UK Sustainable Skills Go Global

Article on Exporting Success for UK-GBC supplement ‘Building for the Future’, published in The Times, 6 September, 2010

 

Success for AECOM: European Investment Bank HQ, Luxembourg, Winner of the International Prize: Project of the Year, at the sustain’ magazine Awards 2010. (Photo courtesy of Marc Wilwert.)

From Masdar in Abu Dhabi, through New Delhi in India, to Shanghai, Tianjin and Guangzhou in China, the call of the East is strong for UK companies and practices providing sustainable solutions in property and the built environment. The West, however, is far from won, with fresh opportunities on the horizon.

At present, the outlook for China is mixed and evolving. UK eco-entrepreneurs and consultancy BioRegional has established BioRegional China as a Wholly Owned Foreign Enterprise. Weighing up the wider prospects, Pooran Desai, co-founder of BioRegional, offers a measured assessment: ‘China is hungry for ideas but on their own terms. There are opportunities to license and manufacture green technologies. Some engineering companies are doing well. Planning and sustainability consulting is much tougher. I suspect ultimately the companies that are successful in China may have some roots here but will be, in essence, Chinese.’
In general, according to the Construction Products Association, UK figures for both imports and exports of industry goods continue to hover around the 10 per cent mark, in spite of fluctuations in currency markets and volatile trading conditions. As regards project work for UK firms, whilst we are becoming accustomed to reading stories of activity in architecture and building coming out of Asia, by no means all journeys of export and expansion into international waters are headed East.
In the middle of the Atlantic, some 2,500 miles from the nearest port, the only architectural firm in the Top 60 of the Sunday Times Best Green Companies list, Purcell Miller Tritton has been developing the design for an Oberoi hotel, set to become a global exemplar of eco luxury. With a client brief to deliver the world’s greenest facility, the design intent is to ‘grow’ a hotel on the island of St Helena, using indigenous flax and lime for wall construction, plus a living roof.
Sailing still further West, routes into attractive North American markets are also opening up. In February this year, the Clean and Cool Mission – organised with assistance from the Technology Strategy Board and the support of UK Trade & Investment – took a shortlist of 19 UK businesses out to San Francisco.
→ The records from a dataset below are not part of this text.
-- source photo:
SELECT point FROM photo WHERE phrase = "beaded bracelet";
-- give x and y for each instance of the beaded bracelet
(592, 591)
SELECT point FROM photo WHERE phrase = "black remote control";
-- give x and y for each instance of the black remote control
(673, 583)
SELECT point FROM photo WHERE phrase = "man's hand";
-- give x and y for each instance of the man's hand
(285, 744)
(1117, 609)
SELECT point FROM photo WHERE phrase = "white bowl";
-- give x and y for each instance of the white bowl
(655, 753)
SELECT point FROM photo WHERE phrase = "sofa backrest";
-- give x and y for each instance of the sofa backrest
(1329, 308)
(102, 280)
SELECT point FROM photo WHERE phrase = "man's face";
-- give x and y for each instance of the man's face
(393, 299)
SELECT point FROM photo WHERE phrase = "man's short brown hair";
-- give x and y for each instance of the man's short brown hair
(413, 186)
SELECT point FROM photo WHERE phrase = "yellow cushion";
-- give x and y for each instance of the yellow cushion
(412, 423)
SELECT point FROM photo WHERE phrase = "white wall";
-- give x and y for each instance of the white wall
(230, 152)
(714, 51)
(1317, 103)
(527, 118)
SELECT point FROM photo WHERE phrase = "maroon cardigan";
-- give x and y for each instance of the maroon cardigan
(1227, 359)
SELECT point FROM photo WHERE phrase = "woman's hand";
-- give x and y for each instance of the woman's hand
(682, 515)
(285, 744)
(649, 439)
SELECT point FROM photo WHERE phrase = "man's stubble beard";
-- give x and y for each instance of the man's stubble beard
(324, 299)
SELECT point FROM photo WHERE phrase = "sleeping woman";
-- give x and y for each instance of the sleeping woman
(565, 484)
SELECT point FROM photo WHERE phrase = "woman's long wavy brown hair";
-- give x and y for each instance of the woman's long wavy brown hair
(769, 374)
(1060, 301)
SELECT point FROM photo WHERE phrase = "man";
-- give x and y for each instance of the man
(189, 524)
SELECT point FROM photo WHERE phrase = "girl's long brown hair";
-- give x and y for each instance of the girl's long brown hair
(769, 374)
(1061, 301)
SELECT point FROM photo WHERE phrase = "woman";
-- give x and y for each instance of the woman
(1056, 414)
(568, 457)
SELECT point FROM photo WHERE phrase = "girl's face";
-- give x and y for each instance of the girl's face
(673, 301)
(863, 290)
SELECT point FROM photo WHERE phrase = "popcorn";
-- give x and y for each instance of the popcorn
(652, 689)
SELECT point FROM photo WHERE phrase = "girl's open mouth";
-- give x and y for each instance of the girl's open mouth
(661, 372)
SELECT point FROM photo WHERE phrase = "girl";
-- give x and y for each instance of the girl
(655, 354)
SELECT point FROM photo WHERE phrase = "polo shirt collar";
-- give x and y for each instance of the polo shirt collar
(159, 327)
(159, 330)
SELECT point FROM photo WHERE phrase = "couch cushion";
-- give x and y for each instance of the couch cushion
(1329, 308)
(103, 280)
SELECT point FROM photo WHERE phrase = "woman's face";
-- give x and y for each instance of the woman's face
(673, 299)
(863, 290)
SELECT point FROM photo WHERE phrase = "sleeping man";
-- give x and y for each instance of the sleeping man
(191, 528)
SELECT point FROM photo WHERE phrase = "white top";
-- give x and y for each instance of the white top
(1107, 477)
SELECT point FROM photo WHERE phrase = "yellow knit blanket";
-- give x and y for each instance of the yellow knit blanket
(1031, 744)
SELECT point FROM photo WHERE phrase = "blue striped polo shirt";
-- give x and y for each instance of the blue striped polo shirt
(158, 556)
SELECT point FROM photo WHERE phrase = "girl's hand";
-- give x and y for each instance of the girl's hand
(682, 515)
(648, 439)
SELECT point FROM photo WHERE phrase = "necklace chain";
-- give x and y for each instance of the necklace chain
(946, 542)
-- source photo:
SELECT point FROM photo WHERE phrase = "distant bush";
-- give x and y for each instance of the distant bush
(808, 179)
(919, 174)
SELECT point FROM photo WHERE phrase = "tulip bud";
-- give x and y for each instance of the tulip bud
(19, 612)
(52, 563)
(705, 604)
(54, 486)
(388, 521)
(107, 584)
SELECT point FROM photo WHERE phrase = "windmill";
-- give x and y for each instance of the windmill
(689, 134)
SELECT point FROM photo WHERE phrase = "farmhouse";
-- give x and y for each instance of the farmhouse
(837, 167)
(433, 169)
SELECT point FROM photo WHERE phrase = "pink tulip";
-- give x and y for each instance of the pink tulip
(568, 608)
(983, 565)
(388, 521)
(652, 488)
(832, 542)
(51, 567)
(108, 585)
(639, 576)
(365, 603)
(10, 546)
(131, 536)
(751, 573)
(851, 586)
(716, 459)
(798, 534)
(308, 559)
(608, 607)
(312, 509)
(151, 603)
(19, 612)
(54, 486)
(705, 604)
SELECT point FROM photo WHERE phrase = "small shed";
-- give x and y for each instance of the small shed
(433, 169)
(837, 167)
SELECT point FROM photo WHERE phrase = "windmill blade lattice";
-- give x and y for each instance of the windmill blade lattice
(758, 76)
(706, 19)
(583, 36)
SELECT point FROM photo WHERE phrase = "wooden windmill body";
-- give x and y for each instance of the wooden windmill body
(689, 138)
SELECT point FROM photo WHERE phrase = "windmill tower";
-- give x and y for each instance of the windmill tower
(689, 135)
For one in particular, carbon-banking building-system specialist ModCell, the trip proved the catalyst for a move into California, resulting in them launching Stateside this month, as Director Craig White explains:
“It was revealing to see that European legislation on carbon reduction has driven a huge amount of innovation back home in the UK, whereas in America, most is only dated as recently as 2009, from the Obama administration. In many regards, Europe is up to 10 years ahead, although when America moves on this agenda it will do so very powerfully. Consequently, we saw a clear business opportunity.”
Whether looking East or West, it seems clear that UK companies are set fair for a shot at achieving future exporting success, in terms of knowledge, technology and even the building materials themselves that are driving sustainable development worldwide.